De onde surgiu a ideia de misturar Integralismo com Mickey Mouse? Sempre digo, em parte brincando, mas não tanto, que, se tem duas coisas que faltam na literatura brasileira contemporânea, são cidades perdidas e dinossauros. Eu queria escrever uma história de cidade perdida. Isso me levou à minha infância nos anos 1980, nossa “década perdida”, uma infância de Spielberg, Disney e coleção Vaga-Lume. Mas também do fim da ditadura, da epidemia da Aids, do preconceito e sexismo. Como era possível ter uma nostalgia de infância num período histórico tão ruim? Tupinilândia nasceu dessa ideia, da busca por um passado idealizado perdido, que como nos clichês das histórias de aventura, se mostra sempre ilusório.
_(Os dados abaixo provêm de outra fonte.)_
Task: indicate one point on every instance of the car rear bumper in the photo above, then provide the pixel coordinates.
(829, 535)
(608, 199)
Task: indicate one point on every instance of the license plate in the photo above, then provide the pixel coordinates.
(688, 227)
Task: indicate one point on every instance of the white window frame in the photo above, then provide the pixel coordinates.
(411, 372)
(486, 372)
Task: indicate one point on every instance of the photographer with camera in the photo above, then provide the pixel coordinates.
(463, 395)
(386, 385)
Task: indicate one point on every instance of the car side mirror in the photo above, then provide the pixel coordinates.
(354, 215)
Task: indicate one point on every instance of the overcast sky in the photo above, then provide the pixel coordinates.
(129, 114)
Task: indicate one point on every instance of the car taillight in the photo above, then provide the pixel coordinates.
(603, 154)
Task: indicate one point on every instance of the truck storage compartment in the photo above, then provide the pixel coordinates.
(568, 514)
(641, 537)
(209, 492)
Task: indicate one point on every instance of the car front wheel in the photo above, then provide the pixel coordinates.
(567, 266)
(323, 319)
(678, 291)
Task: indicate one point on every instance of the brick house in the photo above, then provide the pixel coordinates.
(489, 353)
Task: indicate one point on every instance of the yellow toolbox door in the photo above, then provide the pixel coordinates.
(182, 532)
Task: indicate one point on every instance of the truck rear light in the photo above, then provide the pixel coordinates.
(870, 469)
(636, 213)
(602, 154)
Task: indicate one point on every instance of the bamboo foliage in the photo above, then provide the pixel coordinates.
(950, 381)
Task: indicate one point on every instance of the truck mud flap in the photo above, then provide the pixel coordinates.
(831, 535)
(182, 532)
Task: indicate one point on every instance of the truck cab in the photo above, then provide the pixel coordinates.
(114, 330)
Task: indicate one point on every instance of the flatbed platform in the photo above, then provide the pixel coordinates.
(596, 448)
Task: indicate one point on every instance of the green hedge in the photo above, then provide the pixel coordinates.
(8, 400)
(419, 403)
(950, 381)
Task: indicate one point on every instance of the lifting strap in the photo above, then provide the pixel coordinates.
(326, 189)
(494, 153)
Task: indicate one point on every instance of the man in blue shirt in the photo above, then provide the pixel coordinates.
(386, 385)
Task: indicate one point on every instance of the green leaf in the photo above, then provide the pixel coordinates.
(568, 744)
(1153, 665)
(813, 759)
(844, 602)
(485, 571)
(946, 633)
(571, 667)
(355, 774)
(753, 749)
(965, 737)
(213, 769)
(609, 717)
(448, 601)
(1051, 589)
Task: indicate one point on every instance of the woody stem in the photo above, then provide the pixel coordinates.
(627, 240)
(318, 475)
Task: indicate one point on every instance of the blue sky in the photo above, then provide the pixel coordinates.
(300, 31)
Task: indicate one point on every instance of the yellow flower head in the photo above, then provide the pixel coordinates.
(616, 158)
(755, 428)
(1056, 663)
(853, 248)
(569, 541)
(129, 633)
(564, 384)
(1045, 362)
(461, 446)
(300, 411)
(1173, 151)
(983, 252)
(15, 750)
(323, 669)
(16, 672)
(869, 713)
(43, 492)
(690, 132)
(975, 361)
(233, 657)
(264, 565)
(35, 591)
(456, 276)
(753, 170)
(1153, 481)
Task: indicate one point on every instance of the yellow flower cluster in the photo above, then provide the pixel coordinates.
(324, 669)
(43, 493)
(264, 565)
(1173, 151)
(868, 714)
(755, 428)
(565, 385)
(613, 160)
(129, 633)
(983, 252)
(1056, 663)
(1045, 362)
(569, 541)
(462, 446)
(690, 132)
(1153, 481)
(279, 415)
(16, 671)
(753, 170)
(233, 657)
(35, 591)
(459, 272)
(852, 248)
Seus livros são aventurescos mas remetem às questões sociopolíticas. Como é essa inserção de elementos factuais em tramas tão mirabolantes?  Eu escrevo essencialmente histórias de aventura, e o efeito de catarse da ação depende de convencer o leitor da verossimilhança do que ele lê. Quanto mais absurda a proposta, mais me imponho o desafio de torná-la verossímil. Há um certo humor nisso. O caos constante só é suportável quando rimos do seu absurdo. Mas não tem como se fugir da realidade. Toda história, mesmo a mais mirabolante, é uma reflexão contemporânea. Em Homens Elegantes, um protagonista gay enfrentava questões de homofobia, discurso de ódio e a reação conservadora ao pensamento iluminista. Não é, em essência, mais panfletário que dois adolescentes judeus criarem um super-herói que dava soco na cara de Hitler, ou um pistoleiro negro explodir uma plantação escravocrata em Django Livre. É alívio pela catarse. No caso de Tupinilândia, Spielberg, aliás, dizia que nazistas são os vilões ideais, porque ninguém os defende, e os integralistas servem como nossa versão nacional, com o antissemitismo incluso.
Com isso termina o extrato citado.